In spite of these limitations, however, our study has great strengths. The direct-democratic context of Switzerland allows for a unique research setting where ex-ante acceptance of an IS can be investigated. Our findings therefore offer valuable insights in IS acceptance cases, where an IS has not been established. The direct-democratic rejection of the e-ID solution underscores the relevance of understanding factors driving e-government acceptance within specific national contexts and from a citizen point of view. While some results are in-line with previous research, others show that in the case of Switzerland, different factors may have played a role. The study therefore enriches the field of literature by highlighting the importance of country-specific factors, while recognizing the factors already found in other studies that seem generally applicable when examining the success of e-IDs.

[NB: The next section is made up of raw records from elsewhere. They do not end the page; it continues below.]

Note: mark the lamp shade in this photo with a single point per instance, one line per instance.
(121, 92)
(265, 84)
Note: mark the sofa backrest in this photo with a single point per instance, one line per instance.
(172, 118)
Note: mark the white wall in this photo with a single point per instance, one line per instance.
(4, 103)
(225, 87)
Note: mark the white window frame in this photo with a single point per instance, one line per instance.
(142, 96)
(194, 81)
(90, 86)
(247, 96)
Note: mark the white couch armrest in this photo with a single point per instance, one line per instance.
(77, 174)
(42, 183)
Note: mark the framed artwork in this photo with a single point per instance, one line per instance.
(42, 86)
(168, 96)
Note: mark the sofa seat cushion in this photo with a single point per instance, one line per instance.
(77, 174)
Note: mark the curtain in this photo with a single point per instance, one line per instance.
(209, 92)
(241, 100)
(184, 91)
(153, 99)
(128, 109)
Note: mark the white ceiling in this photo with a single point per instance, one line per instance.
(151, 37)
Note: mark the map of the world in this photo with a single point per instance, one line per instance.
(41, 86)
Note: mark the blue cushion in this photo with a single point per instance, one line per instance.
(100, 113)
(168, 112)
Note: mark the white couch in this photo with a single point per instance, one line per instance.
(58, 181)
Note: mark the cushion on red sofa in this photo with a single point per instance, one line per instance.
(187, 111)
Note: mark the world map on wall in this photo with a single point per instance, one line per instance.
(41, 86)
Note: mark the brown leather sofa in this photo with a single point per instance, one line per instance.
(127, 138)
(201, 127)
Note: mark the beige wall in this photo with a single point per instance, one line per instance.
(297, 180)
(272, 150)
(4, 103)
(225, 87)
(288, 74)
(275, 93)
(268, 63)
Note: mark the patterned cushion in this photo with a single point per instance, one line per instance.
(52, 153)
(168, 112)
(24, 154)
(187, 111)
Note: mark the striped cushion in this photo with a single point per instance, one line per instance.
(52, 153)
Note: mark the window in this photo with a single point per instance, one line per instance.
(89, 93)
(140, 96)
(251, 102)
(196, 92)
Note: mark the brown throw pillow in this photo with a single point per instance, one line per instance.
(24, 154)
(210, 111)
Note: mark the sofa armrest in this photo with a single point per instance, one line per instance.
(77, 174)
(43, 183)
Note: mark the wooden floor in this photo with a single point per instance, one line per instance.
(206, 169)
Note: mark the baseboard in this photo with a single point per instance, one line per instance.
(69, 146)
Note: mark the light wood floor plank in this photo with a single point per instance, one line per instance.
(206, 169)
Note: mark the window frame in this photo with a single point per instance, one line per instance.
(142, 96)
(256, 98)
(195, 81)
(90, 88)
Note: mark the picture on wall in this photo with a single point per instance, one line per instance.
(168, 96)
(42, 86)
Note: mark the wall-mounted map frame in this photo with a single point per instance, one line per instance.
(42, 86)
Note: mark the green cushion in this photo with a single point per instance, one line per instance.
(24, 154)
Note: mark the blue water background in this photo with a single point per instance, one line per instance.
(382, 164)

We offer an integrated model that includes factors that are neglected in other IS acceptance models, such as the Technology Acceptance Model (TAM) or the Unified Theory of Acceptance and Use of Technology Model (UTAUT) and combine them with other research-backed factors to provide a new perspective to IS acceptance research and practice. Another strength is the quality and size of the data that the study is based on. In conclusion, our findings suggest that acceptance takes place much more abstractly than conventional acceptance models assume. Consequently, convictions and values toward advancing digital processes are generally crucial when a solution has not yet been implemented. At the same time, underlying values or personal predispositions – such as digital literacy/attitude towards digitisation or faith in online security – do not appear to play a significant role in acceptance.

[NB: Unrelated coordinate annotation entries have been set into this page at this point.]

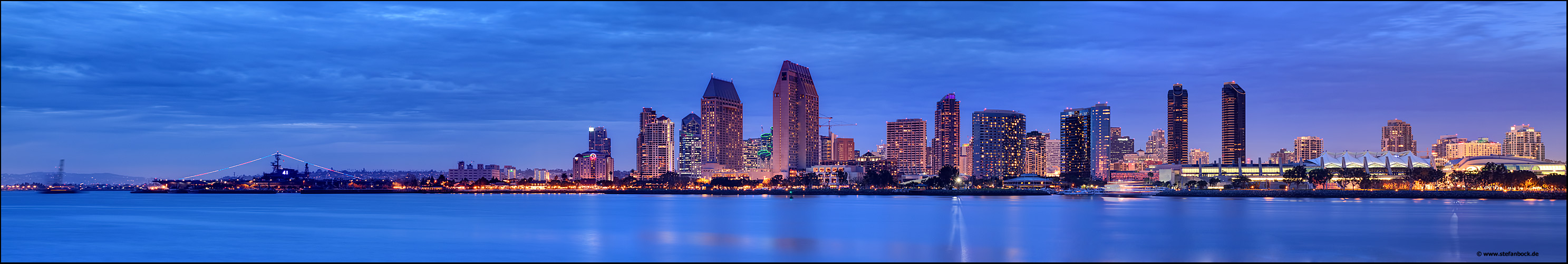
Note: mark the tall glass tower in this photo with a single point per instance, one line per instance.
(796, 139)
(1233, 123)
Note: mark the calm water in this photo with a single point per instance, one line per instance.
(410, 227)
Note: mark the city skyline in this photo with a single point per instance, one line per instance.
(356, 112)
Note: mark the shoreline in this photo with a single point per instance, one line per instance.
(1374, 194)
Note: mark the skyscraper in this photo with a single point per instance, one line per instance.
(1233, 123)
(1523, 142)
(1306, 148)
(691, 145)
(796, 140)
(998, 144)
(599, 140)
(1037, 153)
(722, 125)
(1086, 142)
(657, 152)
(1156, 145)
(1176, 125)
(1398, 137)
(907, 145)
(944, 142)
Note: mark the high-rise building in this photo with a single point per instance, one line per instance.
(844, 150)
(944, 142)
(966, 163)
(1306, 148)
(722, 125)
(1156, 145)
(1441, 148)
(1233, 123)
(1480, 147)
(1197, 156)
(593, 165)
(1523, 142)
(796, 115)
(599, 140)
(1283, 156)
(1176, 125)
(907, 145)
(1398, 137)
(657, 152)
(691, 145)
(998, 144)
(1037, 153)
(1086, 140)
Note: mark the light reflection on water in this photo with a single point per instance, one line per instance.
(289, 227)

In future work, there are several avenues for extending research based on the findings of this study. First, as explained in the limitations section, some of the variables in the GISAM model are latent. These require a multi-item approach in order to measure them accurately. Therefore, it would be interesting for future research to measure the model with more precise variables using multiple items. Secondly, it seems to be a promising approach to investigate more deeply the dynamics of ex-ante technology acceptance in general and in the context of e-government initiatives in particular. Future research should also aim to develop a more nuanced understanding of the multiple influences on public acceptance of e-government applications: This paper investigates factors contributing to the acceptance of the implementation of eID as a distinct government initiative. However, it should be noted that this analysis does not yield definitive insights into the overarching determinants governing acceptance of e-government initiatives as a whole. Consequently, future studies might consider examining multiple e-government initiatives to elucidate the underlying determinants of acceptance, thereby uncovering broader patterns and principles applicable across various contexts.